Direi che la via è anche molto più semplice, per certi versi, nel senso che non occorre scomodare pratiche di un certo livello.
Come abbiamo detto sono le storie alla fine le sane portatrici di valori, ma da sole non bastano a se stesse, lo storytelling mette in moto una condivisione e co-creazione di valori nei quali, se fatto bene, i pubblici o gli stakeholders si immedesimano e riconoscono.
Questo permette di instaurare un legame duraturo che prevale le logiche di downpricing competitivo alle quali siamo stati abituati e si sceglie il brand nei cui valori ci identifichiamo (valori etici, sociali, valori legati all’adozione di pratiche rispettose dell’ambiente, ecc…), la battaglia si gioca sul piano non della pubblicità – che si quella è persuasivo/induttiva, ma sul piano della condivisione di valori e storie, reciproche, che li incarnano.

 

D: Quali sono gli ingredienti essenziali per costruire una buona storia per il Web?

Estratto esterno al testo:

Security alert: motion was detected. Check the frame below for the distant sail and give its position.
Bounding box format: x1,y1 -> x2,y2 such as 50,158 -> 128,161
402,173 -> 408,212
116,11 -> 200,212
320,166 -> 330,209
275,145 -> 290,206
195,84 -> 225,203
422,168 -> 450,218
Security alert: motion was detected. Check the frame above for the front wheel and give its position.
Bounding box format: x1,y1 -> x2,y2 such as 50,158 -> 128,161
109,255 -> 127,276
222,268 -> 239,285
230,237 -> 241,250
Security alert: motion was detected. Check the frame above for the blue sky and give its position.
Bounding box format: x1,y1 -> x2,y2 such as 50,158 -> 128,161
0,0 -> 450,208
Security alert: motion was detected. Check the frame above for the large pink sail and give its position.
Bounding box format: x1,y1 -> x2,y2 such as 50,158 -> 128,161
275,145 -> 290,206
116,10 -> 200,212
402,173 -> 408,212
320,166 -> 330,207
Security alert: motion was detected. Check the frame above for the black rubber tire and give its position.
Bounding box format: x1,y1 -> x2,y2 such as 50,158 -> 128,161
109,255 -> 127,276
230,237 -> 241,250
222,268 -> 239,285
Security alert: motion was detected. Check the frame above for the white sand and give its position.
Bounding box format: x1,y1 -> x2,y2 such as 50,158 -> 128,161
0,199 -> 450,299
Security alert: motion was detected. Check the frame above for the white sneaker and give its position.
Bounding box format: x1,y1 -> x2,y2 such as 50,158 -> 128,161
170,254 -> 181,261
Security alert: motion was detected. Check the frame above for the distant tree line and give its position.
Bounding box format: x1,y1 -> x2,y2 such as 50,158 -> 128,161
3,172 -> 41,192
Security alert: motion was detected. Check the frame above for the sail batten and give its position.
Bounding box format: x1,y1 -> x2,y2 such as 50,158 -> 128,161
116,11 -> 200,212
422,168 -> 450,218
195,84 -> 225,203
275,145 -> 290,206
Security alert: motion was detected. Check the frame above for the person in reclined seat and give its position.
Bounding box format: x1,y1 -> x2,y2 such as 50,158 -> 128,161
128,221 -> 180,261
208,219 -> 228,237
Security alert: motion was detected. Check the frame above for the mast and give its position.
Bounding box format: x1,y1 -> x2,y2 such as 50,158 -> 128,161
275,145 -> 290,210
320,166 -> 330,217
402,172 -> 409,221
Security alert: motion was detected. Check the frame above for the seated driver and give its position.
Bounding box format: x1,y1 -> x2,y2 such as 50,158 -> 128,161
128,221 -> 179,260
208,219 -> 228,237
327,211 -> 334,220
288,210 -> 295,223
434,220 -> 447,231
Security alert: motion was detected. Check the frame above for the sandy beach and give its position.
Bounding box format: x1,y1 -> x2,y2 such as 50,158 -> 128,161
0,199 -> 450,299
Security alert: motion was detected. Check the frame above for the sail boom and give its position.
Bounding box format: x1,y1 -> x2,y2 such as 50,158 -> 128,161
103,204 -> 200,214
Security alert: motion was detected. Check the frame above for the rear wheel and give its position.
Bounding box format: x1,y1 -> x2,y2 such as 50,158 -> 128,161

R: Il web è un ambiente in rapida espansione, un luogo non luogo dove si va di corsa, si cercano informazioni su più canali simultaneamente, magari con decine di schede aperte sul nostro browser preferito, spesso il filtro del monitor inganna, ma personalmente – premetto che non amo dare ricette o indicazioni di metodo e di modo – credo che alla fine non ci si debba allontanare dall’autenticità che ci caratterizza nel mondo fisico. Il web nasce e resta, almeno per ora, come un medium. Poi nello specifico dei vari canali bisogna studiarne a fondo le caratteristiche, perché il mezzo, web compreso, produce effetti pervasivi e mutazioni a livello antropologico profonde.

 

D: Arrivati a questo punto, se una persona desidera diventare un bravo StoryTeller, che percorso dovrebbe seguire?

R: Ad oggi non esiste un corso di laurea che produca la figura dello storytelling specialist né del visual storytelling specialist, ma ci sono iniziative private di formazione in questo ambito, alcune degne di rilievo per le caratteristiche dell’offerta formativa, ad esempio nell’ambito dei master, io stesso collaboro con l’Unicatt di Milano ma organizzo anche attività di formazione in prima persona o con altri colleghi di cui ho particolare stima, poi ci sono anche altre offerte molto più superficiali ed improvvisate.
Ci vuole molto studio teorico partendo dalle materie fondanti, andare oltre gli approcci istintuali di cui purtroppo soffre una materia non ancora inquadrata in senso giuridico e poi applicazione pratica, sensibilità e sviluppo di un’abilità fondamentale che in parte è un dono di natura in parte si affina con la pratica, la capacità di “far vedere” con l’occhio della mente le scene della narrazione e qui torniamo all’esperienza filmica di cui ho parlato all’inizio.